And as the first woman crosses the finish line, or the first man jumps the highest, shoots the target, punches his opponent (or, topically, perhaps punches ‘her’ opponent), or rides round the velodrome, I start crying.

Its just fucking weird. I am unquestionably the most manly of testosterone-fuelled, macho, super-tough, heroic, ‘you wan’-some?? come on den!’, Nietzsche-esque ‘Superman’ geezer. And I barely cried at the end of ET. Hardly a sniffle when Bambi’s mum got shot, yet anyone on the Olympic podium reduces me to blubbering wreck. When they win the event it starts. In the interview afterwards it worsens.

Its not sadness. When Simone Biles fell off the beam I was dry-eyed. Mainly with shock because in her entire career she’s never once put one foot wrong. But I didn’t cry. But when Keely Hodgkinson won the 800 I was distraught. Mel was on the phone to my counsellor immediately but then they spoke to Keely in all her post-match emotion and adrenaline high and my sobbing reached a pitch whereby the counsellor couldn’t hear what Mel was saying.

And I know ‘the story’. Its always the same. “I’ve been working for this since I was 7. Possibly 9. Maybe 11. I’ve grown a lot as a person in the last year. I was mentally prepared. Its the most brilliant thing since the 1981 FA Cup Final.” Always the same, regardless of the sport.

Then they get on the podium and as soon as the National Anthem starts, I’m off again. It could be the result of 65 years a Spurs fan, so when anyone wins anything its upsetting. Or it could be just the sheer emotion which the Olympics generates. And it all seems to land on me. I have no idea why really. Nor do I care. Its an outpouring of… something?

Teary Tuesday

A xxxx

jo post
August 5, 2024

oh dear…

My window cleaner, Alan, today pointed out something interesting. Not a greasy mark on the window, something even more interesting than that. Whenever there’s a Labour government we have riots. Under the Tories, its all dead boring with very little violent civil unrest. Put a Labour man in Number 10 and it all kicks off. I’m not blaming Starmer, he’s not the one setting cars on fire. But if Alan the Window Man is correct, this is a terrible pattern.

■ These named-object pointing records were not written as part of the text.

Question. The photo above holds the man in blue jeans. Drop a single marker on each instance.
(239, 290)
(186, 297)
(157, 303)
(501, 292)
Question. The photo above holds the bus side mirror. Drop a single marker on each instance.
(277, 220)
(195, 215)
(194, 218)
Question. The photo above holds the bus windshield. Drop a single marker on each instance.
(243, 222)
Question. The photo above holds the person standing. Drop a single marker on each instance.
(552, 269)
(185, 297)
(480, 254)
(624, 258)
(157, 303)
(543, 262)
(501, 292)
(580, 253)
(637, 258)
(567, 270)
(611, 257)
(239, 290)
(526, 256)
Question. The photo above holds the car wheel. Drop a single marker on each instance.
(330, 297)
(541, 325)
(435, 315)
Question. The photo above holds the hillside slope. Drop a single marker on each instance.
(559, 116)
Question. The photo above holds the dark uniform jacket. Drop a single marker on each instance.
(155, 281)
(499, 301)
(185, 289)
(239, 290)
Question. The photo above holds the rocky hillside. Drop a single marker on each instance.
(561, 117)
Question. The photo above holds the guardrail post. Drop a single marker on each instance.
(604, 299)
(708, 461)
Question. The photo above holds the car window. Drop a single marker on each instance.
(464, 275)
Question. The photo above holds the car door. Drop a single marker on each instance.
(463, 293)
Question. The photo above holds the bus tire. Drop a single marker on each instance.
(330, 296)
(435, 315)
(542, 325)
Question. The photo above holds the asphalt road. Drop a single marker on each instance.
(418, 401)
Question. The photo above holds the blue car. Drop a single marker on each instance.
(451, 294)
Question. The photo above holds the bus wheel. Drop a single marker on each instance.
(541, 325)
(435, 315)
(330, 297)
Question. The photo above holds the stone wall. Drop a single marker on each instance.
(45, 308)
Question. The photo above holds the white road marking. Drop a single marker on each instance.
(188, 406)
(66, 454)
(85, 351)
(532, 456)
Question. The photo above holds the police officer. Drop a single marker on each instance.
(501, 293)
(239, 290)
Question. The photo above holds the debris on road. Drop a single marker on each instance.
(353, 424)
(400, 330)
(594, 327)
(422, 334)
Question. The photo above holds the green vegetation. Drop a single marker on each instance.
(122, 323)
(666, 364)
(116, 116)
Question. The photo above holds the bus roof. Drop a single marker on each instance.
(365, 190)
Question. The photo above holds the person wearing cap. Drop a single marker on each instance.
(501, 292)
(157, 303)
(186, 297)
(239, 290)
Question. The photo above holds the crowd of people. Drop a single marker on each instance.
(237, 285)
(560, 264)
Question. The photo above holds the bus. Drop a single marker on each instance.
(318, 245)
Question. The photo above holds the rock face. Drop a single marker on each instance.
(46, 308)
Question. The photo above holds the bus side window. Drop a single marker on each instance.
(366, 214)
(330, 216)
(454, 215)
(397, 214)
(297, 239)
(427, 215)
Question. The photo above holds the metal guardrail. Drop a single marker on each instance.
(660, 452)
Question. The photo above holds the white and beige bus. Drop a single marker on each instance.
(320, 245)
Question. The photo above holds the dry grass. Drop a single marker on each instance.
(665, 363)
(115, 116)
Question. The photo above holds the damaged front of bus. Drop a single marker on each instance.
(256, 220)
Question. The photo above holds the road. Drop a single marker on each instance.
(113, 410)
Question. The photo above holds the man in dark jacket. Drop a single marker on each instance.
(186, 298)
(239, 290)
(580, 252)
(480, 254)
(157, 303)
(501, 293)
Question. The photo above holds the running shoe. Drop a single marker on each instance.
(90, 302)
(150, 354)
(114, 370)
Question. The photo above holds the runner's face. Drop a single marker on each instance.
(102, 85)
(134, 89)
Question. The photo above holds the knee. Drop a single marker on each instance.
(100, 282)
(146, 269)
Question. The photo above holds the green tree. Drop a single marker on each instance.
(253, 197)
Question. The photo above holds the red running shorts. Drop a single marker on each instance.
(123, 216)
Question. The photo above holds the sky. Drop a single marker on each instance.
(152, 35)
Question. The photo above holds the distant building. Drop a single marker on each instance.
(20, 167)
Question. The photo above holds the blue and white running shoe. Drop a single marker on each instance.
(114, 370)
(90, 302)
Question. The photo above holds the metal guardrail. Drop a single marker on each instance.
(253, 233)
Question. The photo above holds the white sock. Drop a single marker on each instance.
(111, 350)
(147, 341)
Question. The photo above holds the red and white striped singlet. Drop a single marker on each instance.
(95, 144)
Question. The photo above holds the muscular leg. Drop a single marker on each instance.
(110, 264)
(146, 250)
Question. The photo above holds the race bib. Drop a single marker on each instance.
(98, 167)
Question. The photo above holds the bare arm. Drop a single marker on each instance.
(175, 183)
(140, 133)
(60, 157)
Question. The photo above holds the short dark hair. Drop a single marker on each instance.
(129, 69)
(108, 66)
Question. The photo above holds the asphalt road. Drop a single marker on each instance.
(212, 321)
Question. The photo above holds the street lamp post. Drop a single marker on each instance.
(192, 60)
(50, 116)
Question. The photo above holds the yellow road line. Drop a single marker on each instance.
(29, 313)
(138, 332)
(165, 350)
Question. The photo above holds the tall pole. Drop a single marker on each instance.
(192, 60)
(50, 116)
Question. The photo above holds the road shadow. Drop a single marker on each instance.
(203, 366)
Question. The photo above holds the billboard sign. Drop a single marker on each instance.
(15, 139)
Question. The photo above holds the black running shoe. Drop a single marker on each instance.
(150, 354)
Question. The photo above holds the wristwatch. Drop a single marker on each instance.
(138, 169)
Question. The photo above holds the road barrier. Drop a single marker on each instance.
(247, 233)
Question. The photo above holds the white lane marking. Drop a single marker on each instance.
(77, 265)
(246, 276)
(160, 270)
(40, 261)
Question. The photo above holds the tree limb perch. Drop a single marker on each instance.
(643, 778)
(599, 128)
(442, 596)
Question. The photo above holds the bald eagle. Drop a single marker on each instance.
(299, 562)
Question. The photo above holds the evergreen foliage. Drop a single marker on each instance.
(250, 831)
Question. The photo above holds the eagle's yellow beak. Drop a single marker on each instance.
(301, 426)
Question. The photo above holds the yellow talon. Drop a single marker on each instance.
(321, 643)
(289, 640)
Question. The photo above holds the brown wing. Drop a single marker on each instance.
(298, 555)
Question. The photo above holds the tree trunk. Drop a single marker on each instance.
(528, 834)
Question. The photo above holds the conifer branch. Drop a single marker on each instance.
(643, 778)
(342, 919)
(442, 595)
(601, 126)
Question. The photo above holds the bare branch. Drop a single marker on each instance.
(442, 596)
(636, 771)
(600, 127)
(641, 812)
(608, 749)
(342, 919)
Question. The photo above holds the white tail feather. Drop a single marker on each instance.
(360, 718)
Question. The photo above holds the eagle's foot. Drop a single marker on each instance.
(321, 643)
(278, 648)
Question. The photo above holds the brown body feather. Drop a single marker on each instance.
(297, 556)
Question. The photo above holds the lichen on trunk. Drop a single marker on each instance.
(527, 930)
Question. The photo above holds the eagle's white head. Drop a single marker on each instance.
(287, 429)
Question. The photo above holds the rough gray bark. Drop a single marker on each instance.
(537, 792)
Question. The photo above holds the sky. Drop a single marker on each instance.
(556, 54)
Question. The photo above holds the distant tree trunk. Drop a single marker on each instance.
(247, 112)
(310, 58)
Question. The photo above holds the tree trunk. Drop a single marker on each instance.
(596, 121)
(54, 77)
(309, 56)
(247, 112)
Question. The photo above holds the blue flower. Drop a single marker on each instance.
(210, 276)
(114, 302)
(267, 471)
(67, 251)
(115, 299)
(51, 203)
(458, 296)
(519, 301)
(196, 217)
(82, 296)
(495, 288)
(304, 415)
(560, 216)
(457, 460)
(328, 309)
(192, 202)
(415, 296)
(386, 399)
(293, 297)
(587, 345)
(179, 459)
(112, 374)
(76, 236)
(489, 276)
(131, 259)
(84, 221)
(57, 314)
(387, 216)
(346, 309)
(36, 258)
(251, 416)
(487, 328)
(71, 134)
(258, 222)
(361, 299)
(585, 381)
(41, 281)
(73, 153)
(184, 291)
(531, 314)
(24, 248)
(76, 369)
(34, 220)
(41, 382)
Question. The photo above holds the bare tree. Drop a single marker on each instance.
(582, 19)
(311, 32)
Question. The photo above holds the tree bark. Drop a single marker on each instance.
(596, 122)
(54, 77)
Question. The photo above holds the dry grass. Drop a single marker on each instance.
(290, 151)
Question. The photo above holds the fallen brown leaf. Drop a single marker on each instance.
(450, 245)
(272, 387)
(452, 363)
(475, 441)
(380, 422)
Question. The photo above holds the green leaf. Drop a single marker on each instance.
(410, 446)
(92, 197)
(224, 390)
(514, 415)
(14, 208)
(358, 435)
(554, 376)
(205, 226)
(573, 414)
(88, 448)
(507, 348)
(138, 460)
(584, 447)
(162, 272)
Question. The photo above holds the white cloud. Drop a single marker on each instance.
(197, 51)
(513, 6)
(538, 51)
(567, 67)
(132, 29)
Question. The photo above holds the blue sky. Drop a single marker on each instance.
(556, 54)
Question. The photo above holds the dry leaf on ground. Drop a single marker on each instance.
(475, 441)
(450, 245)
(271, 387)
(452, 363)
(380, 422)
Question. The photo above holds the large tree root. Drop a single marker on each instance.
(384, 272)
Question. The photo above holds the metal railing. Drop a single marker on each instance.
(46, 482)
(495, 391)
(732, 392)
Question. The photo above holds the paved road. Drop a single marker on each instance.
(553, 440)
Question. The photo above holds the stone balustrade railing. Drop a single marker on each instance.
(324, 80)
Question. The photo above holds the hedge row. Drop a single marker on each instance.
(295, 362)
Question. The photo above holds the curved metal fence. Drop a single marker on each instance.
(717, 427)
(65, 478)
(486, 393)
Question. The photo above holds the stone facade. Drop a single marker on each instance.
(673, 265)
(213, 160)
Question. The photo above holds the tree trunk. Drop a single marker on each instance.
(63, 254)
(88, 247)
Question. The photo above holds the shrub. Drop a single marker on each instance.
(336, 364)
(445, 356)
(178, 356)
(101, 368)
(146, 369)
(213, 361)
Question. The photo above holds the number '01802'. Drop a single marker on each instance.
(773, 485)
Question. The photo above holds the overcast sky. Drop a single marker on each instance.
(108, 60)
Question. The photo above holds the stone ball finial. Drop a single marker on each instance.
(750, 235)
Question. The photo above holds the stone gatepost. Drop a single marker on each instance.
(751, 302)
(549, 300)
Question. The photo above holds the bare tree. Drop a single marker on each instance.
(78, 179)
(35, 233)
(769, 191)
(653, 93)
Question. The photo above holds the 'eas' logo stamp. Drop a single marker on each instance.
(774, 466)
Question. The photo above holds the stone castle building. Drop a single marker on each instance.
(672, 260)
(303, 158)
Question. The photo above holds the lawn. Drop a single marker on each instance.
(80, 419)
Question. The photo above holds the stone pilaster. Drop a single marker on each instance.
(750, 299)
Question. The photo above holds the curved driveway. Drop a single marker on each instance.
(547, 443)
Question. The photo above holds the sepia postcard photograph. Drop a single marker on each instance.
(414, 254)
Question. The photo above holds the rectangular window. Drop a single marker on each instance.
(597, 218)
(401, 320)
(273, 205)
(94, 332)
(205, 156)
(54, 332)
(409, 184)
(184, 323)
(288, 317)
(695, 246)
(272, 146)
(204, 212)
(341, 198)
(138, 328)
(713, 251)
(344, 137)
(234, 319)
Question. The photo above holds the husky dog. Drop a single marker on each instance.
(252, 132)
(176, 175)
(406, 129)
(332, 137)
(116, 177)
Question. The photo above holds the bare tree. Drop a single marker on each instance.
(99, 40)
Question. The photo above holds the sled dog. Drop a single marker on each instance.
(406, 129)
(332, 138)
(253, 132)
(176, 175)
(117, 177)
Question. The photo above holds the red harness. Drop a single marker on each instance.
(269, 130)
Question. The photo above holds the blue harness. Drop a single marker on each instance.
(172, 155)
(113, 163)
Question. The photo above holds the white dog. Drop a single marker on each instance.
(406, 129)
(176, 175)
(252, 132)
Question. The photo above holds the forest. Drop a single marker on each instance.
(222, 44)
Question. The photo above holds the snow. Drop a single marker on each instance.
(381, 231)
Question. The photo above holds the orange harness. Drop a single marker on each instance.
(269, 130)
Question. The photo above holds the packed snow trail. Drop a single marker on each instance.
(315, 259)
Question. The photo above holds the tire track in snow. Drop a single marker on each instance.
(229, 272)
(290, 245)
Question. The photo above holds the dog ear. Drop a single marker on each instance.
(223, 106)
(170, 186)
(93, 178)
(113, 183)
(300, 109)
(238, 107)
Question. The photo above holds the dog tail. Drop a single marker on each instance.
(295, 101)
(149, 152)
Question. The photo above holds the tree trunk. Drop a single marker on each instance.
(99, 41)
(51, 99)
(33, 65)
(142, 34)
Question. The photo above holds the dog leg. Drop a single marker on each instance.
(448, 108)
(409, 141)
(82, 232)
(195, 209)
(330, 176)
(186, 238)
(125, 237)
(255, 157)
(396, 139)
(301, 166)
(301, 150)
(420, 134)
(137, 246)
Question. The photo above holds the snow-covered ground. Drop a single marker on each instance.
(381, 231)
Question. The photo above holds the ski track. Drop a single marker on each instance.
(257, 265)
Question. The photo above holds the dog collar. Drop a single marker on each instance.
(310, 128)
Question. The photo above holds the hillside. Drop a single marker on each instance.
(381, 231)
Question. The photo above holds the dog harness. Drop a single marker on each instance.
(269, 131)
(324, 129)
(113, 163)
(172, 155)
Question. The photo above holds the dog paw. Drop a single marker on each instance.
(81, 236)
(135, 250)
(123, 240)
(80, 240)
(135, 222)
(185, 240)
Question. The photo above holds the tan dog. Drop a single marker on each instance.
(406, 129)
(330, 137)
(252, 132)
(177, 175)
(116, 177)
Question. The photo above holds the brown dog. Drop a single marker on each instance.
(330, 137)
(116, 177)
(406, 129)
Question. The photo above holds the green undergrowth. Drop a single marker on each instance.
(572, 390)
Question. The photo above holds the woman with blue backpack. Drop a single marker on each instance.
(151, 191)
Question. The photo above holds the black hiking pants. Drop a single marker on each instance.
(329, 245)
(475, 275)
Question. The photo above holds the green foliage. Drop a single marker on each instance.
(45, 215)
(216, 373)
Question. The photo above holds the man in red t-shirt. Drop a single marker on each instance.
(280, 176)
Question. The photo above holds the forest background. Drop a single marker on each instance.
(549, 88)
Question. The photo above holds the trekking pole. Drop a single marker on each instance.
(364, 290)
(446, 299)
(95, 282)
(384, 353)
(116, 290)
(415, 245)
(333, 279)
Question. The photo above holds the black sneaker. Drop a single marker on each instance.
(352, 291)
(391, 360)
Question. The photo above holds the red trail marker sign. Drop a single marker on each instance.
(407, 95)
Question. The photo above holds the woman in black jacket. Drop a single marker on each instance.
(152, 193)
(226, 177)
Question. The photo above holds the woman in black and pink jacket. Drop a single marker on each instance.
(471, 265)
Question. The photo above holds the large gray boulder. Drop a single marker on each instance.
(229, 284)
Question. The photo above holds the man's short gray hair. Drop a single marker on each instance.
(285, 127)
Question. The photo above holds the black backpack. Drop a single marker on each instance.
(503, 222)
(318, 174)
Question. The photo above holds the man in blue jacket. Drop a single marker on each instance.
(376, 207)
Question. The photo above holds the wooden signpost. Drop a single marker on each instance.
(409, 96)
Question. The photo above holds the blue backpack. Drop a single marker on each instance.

We’re not precisely sure what the problem is, at the moment, what exactly is causing this great unrest, we’re hoping for a little clarity, or something that make a bit of sense, at least, sometime during the next 25 or so planned riots. Suffice to say: whatEVER the problem, throwing bricks at the nearest bobby is the way to solve it.

The catalyst for the rioting was the horrendous stabbing of the schoolkids in Southport. Then, rather than wait for any facts which may arise, sort of ‘informing’ people, as no-one wants that, the social media boys and gels went into ‘speculation and fake news overdrive’ to create a story in which the stabber ticked every ‘hate group’ box sufficiently for the far-right boot boys to be able to do what they do best. Which is add two and two together and come up with 17.36, set fire to four buildings and 13 police cars, then find a scapegoat for all the nation’s problems, in terms of what colour they might be, then attack the police in all major cities.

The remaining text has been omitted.